In recent years, it has become evident that 3′ UTRs of mRNAs are considerably more dynamic than previously appreciated. For example, about half of human genes undergo alternative cleavage and polyadenylation to generate multiple transcripts differing in their 3′ UTRs.43 Given that 3′ UTRs provide fertile ground for miRNA target sites, alternative polyadenylation (APA) and the consequent alteration of the 3′ UTR length is likely to affect the regulation by miRNAs. Indeed, the impact of APA on miRNA targeting has been investigated in the cellular context of increased proliferation, where a general shortening of 3′ UTRs is observed.44,45 A genome-wide analysis of alternative 3′ UTR isoforms in activated T cells showed a global increase in the relative expression of mRNAs with shorter 3′ UTRs, which have in average only half the number of conserved target sites compared to the longer isoforms prevalent in resting T cells.44 Notably, mRNAs with shorter 3′ UTRs produced substantially more protein than did those with longer 3′ UTRs, in part through escape from the miRNA-mediated repression. A similar phenomenon was observed in cancer cells, where the frequent loss of miRNA target sites by APA contributes to oncogene activation without genetic alteration.45

Although the vast majority of target sites extensively investigated have been those located in 3′ UTRs, several studies indicate that a considerable amount of targeting occurs within the ORFs of target mRNAs. Differential miRNA expression retrieved gene sets that are targeted through ORFs, albeit less frequently, as well as those targeted through 3′ UTRs.20,22,41 Genome-wide mapping of Ago-binding sites in mammals revealed that a fourth to a half of the identified sites are located in ORFs.39,46 As most target prediction algorithms rely on evolutionary conservation to distinguish authentic target sites from the multitude of heptamer segments that would exhibit seed complementarity by chance,18 tackling ORFs for target site searches was somewhat challenging, where strong conservation has been imposed to preserve the codon usage. However, the difficulty has been relieved as more genomes have been sequenced: for example, a computational search for highly conserved 8-mer motifs within ORFs across 17 vertebrate genomes identified a set of putative target sites, three of which being the let-7 sites in the DICER mRNA ORF.47 On the other hand, one study employed a pattern-based algorithm that neither depends on conservation nor imposes a 3′ UTR bias to show that several pluripotency genes in mice are targeted through their ORFs, often in a species-specific manner.37 Taken together, these findings emphasize the underestimated importance of ORFs as recipients of miRNA activity.

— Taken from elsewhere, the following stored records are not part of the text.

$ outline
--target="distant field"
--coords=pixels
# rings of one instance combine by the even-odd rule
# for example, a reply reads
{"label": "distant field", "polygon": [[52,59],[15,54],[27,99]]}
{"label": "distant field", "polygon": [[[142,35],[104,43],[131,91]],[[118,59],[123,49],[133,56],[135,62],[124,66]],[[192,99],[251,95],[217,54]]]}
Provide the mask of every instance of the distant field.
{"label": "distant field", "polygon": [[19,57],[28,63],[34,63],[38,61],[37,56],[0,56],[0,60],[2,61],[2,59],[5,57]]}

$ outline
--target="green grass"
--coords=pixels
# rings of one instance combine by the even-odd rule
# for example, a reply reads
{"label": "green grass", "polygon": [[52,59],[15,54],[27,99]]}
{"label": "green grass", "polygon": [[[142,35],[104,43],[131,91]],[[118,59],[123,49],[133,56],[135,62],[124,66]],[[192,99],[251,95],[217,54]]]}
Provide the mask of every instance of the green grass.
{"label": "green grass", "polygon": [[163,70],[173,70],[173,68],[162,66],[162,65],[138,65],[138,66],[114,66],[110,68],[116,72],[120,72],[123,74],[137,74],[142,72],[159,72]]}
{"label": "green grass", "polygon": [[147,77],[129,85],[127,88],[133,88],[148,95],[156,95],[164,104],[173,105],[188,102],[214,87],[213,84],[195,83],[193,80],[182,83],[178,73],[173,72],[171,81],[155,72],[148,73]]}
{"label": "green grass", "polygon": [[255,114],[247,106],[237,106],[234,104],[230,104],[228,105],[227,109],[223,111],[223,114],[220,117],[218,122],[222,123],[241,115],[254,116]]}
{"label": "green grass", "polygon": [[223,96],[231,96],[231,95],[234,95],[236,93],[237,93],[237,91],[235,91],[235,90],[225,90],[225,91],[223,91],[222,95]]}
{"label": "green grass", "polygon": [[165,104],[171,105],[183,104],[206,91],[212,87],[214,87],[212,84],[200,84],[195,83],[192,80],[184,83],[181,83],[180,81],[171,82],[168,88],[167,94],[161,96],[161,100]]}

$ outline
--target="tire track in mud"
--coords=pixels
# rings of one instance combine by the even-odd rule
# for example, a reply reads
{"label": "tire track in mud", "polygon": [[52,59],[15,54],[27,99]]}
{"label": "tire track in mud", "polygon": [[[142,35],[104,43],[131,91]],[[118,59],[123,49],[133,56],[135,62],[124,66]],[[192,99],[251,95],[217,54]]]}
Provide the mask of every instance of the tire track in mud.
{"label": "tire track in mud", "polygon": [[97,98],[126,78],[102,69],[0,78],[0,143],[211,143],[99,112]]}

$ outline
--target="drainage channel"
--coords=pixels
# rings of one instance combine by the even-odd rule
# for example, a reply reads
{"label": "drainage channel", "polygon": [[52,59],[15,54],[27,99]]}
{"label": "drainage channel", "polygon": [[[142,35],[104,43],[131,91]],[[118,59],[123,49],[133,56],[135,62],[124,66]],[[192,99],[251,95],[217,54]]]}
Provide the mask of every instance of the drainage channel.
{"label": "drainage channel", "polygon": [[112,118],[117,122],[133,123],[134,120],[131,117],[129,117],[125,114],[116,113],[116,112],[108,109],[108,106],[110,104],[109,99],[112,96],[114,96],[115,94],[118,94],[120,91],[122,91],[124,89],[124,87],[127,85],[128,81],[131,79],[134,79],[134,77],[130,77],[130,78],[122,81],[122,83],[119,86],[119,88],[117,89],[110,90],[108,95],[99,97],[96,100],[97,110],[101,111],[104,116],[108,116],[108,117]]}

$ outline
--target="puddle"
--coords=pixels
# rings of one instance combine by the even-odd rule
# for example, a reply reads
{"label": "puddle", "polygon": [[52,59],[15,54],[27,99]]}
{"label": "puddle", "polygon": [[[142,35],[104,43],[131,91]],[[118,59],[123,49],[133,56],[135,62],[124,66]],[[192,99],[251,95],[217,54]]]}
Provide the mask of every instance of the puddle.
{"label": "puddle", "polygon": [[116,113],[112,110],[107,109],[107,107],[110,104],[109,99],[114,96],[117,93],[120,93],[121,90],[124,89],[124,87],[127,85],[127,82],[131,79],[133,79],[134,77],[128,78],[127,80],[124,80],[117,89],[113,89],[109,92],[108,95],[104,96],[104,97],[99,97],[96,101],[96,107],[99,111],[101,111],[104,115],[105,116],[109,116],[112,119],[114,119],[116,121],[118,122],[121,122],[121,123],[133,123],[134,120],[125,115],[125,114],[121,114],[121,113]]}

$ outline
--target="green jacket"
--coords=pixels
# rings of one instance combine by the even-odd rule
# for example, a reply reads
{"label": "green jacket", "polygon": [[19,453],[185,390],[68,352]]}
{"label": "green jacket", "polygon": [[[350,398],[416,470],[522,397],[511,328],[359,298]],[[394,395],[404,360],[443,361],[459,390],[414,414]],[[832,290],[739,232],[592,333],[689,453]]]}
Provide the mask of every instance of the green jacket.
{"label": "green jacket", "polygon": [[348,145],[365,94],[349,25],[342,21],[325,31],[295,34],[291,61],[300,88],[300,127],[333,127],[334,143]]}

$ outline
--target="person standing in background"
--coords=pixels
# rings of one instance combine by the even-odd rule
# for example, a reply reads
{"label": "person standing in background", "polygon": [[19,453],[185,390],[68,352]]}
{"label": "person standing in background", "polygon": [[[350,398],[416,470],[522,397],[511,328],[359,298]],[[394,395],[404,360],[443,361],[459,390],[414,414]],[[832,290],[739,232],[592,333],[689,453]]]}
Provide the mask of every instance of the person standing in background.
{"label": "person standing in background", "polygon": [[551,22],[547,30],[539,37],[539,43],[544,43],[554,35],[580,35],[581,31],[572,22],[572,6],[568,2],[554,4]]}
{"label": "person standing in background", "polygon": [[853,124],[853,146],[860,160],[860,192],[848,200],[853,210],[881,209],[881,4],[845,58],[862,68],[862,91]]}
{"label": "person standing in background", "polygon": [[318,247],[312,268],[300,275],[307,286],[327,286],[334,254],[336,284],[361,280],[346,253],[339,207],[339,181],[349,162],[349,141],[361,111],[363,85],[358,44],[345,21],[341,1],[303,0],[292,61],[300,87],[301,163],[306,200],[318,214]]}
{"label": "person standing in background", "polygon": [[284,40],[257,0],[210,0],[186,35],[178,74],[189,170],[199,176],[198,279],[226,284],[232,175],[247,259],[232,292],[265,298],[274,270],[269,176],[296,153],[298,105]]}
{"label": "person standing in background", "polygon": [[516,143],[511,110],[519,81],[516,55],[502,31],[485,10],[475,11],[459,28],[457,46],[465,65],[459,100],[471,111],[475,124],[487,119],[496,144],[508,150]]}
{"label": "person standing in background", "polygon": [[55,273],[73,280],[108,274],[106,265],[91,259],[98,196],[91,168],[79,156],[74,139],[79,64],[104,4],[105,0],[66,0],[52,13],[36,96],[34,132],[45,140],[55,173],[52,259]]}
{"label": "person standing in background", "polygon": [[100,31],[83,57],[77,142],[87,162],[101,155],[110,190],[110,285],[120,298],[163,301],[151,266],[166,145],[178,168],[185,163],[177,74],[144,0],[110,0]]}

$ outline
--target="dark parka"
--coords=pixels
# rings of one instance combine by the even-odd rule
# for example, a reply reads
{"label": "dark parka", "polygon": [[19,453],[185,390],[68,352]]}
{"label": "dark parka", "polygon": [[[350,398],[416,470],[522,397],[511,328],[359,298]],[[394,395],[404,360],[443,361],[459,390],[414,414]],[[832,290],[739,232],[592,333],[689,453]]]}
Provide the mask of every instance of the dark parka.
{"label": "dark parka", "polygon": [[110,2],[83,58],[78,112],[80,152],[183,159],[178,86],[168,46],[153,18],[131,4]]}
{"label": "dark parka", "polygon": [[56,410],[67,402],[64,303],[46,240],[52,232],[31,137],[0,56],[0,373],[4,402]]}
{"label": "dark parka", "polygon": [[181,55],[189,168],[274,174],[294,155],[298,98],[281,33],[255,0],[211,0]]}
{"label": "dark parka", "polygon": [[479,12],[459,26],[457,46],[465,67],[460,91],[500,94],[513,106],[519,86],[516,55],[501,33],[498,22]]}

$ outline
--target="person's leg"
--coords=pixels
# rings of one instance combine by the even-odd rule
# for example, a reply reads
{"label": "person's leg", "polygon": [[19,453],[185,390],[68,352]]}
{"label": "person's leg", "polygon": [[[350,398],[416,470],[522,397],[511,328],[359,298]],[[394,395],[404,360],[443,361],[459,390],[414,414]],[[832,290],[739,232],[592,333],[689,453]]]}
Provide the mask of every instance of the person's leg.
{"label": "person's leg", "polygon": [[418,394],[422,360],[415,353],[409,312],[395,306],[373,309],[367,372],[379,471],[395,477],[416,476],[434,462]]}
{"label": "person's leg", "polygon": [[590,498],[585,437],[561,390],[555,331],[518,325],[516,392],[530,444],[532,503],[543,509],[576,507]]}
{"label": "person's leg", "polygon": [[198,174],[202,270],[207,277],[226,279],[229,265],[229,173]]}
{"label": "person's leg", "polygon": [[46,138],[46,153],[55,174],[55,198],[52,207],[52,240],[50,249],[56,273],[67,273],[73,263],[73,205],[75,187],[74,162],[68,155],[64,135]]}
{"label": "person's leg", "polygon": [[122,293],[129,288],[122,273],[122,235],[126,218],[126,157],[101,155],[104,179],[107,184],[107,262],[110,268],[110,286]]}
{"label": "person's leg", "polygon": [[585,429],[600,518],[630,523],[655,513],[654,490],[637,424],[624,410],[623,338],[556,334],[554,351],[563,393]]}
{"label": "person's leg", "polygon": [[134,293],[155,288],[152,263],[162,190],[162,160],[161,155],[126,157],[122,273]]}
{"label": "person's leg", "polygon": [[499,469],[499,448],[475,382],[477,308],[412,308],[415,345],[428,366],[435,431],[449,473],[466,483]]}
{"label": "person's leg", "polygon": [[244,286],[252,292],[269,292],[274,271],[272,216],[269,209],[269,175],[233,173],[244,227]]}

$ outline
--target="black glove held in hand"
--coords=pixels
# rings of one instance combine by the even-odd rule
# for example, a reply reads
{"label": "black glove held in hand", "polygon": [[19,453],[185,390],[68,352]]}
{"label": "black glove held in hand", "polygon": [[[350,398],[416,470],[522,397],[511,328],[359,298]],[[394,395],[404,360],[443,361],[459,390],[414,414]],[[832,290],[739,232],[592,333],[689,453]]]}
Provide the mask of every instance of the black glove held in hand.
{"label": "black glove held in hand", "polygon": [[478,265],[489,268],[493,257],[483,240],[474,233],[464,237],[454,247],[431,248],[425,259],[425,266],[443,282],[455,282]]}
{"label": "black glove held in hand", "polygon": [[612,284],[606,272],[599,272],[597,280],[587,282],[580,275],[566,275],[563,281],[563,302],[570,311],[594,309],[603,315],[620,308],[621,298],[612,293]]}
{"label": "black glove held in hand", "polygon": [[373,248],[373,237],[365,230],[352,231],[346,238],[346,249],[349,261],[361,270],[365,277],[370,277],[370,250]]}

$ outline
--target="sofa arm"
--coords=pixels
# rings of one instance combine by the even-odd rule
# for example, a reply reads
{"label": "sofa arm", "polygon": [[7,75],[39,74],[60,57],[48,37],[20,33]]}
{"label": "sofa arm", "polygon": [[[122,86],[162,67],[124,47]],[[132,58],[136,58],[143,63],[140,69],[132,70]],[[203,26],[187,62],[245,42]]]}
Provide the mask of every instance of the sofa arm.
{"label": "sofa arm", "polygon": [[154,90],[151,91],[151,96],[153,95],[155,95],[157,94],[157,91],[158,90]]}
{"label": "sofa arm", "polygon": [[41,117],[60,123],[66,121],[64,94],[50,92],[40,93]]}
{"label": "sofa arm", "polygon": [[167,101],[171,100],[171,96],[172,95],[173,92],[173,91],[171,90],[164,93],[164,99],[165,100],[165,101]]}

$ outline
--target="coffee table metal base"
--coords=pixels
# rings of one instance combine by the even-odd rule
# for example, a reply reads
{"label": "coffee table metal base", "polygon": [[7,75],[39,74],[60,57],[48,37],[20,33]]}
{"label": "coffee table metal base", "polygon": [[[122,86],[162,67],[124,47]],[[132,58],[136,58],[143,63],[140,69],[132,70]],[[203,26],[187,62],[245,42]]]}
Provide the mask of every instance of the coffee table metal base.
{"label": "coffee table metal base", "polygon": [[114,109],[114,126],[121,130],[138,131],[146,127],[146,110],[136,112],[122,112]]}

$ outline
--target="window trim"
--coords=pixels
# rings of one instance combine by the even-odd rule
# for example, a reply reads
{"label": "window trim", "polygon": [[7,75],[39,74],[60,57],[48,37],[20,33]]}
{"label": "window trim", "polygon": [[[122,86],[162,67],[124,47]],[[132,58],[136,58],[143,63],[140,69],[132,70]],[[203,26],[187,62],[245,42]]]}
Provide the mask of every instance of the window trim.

Target site accessibility and multiplicity

The accessibility to miRNA target sites can have a profound effect on their efficacy.48,49 Indeed, sequestering target sites within stable secondary structures substantially reduced the miRNA-mediated repression, with effects comparable to those of single-nucleotide mutations disrupting seed pairing.48 Comprehensive analysis of 3′ UTR context indicated that target sites tends to favor AU-rich neighborhood and positions away from the middle of long UTRs, both of which are associated with generally unstructured regions.41 In addition to local structures of RNA, various RNA-binding proteins (RBPs) can influence site accessibility. For example, HuR, a ubiquitously expressed RBP involved in mRNA stability control, was found to antagonize the miR-122–mediated repression of human CAT1 mRNA in stressed conditions by binding to the 3′ UTR.50 Interestingly, the broad scope of functional antagonism between miRNAs and HuR was recently demonstrated by genome-wide mapping of HuR-binding sites, which showed that over 75% of 3′ UTRs with Ago-binding sites are also enriched in HuR sites and that mRNAs with overlapping miRNA target sites and HuR sites do not respond as well as those with only miRNA target sites upon depletion of the miRNA.51 Similarly, the miR-430 sites in zebrafish nanos1 and TDRD7 are in close vicinity to the binding sites for Dnd1, which appears to reduce target site accessibility and thereby alleviates miRNA-mediated repression.52

Target site multiplicity seems to be a widespread means of achieving effective target repression and combinatorial regulation by animal miRNAs. In general, increasing the number of target sites confers greater efficacy of repression in a multiplicative manner.41 When two target sites are present in proximity to each other with an optimal spacing of ∼10–40 nucleotides, however, they often act synergistically.41,53

Lessons from lousy microRNAs

Aiming to examine the general applicability of the seed rule, one study established a sensor system based on the C. elegans neuronal miRNA, lsy-6, and tested 14 predicted targets containing perfect seed matches to lsy-6 in their 3′ UTRs.54 Surprisingly, only 1 of 14 predicted targets was efficiently repressed by lsy-6. Based on these unusually weak responses from most predicted targets, the study proposed that perfect seed pairing is not a reliable predictor for miRNA-target interactions.54 On the other hand, another study suggested that secondary structures of the nonresponsive 3′ UTRs might constrain the accessibility to target sites.49

One recent study showed that the solution is neither the unreliable seed-based targeting model nor the inaccessible 3′ UTR structure, but the miRNA itself: the lsy-6 miRNA has unusually low targeting proficiency because of its weak predicted seed-pairing stability (SPS) and its high target-site abundance (TA).55 miR-23, a mammalian miRNA that shows a poor targeting proficiency in HeLa cells, also has weak SPS and high TA. Weak SPS would reduce the fraction of miRNAs that engage in seed pairing at a given concentration and high TA would dilute the effect on each target mRNA by titrating miRNAs. Indeed, a few nucleotide substitutions that bring these parameters closer to those of typical miRNAs imparted improved proficiency to lsy-6 and miR-23, even though the sites were in their original UTR contexts. Based on the observation that such “lousy” miRNAs have few targets, it was proposed that designing siRNAs with weak SPS and high TA would minimize undesirable off-target effects.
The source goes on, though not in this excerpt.